It is also true that focusing more on buying in DIP can reduce the budget allocated for buying in DCA. Because you will then start depositing more and more money in the fund reserved for buying in DIP. If you are really doing this, I want to know how reasonable it is and is it a good plan for investors to do this?
Initially, I think this is a barrier to growing a Bitcoin portfolio.
I think those who are buying Bitcoin in DCA should be more cautious about their Bitcoin purchases and buy aggressively by increasing their DCA budget as much as possible without reducing it.
And later, when your emergency fund is healthy enough, then reduce the amount of money deposited there and create a new fund from there that can be used to buy Bitcoin later if it comes to DIP.
Yes, you are right. If someone gets aggressive when they get into the DIP market while doing DCA, it will take them longer to build their portfolio.
DCA is about building your portfolio by buying a certain amount of money at a certain time.

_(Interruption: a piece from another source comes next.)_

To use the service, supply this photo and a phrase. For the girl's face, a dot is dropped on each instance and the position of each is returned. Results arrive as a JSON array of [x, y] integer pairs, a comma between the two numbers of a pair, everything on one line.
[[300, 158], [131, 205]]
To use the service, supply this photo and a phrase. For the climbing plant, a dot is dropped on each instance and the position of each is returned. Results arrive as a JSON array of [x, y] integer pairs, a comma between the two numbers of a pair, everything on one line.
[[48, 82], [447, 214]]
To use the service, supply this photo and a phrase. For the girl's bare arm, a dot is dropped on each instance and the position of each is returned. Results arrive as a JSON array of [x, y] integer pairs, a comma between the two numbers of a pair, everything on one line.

In this case, you need to be careful not to waste the DCA cycle to buy DIP. However, you can gradually strengthen your portfolio by increasing the amount of money in DCA. Also, you need to create an emergency fund to continue investing in DCA. This will give you financial backup in case of emergencies and buying DIP from time to time.
If you can keep your DCA and emergency fund as per the rules, your Bitcoin portfolio will also strengthen over time.